House Speaker Becky Lockhart denied that any pressure was put on Powell to vote for the bill. (Though honestly, she really couldn't do anything other than deny it. If it's true, it's true. If not, she can't actually admit there was pressure without making matters worse.)
Considering all that HB477 contains and the chicanery that went into its passage, it's no surprise that Utah's legislature and governor have been awarded the Society of Professional Journalists' inaugural Black Hole Award. Fortunately, the public outrage appears to have forced the pols who enacted this ridiculous bill to come to their senses.

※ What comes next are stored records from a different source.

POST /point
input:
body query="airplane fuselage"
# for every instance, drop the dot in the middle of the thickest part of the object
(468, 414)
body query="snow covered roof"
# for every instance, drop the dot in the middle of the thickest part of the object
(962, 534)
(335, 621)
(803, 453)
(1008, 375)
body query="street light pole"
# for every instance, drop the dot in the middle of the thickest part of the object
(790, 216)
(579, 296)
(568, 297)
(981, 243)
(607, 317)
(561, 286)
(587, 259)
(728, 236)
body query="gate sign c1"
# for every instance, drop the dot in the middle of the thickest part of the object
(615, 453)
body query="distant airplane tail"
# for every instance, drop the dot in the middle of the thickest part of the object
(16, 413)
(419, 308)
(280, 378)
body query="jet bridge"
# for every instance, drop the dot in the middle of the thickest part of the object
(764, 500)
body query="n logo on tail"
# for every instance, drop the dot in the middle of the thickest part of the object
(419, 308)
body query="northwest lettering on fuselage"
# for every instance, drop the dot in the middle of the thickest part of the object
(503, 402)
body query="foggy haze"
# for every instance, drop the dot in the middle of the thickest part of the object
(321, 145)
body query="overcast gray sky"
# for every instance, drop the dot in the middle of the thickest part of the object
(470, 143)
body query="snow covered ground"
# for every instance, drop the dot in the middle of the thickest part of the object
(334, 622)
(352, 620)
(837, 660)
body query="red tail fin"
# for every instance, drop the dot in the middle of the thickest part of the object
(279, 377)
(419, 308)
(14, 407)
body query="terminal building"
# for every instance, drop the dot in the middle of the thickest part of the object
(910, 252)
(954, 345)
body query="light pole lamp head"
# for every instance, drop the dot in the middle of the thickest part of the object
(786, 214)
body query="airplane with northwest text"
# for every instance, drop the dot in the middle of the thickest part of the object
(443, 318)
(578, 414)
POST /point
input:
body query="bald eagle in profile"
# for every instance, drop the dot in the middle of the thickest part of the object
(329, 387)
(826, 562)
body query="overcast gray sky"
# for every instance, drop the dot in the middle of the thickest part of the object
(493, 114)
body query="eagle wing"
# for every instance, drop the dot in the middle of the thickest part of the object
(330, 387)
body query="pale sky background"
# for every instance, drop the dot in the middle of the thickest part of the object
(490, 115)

I sincerely hope that Herbert and the Utah legislature come through and fix their mistake. Lawyer John Godfrey Saxe may have said that "Laws, like sausages, cease to inspire respect in proportion as we know how they are made." But in Utah's case, the cessation of inspiration comes from not knowing.
Arthur is the intake attorney for the Online Media Law Network at the Berkman Center. Before attending law school, he was the online news editor at The Christian Science Monitor.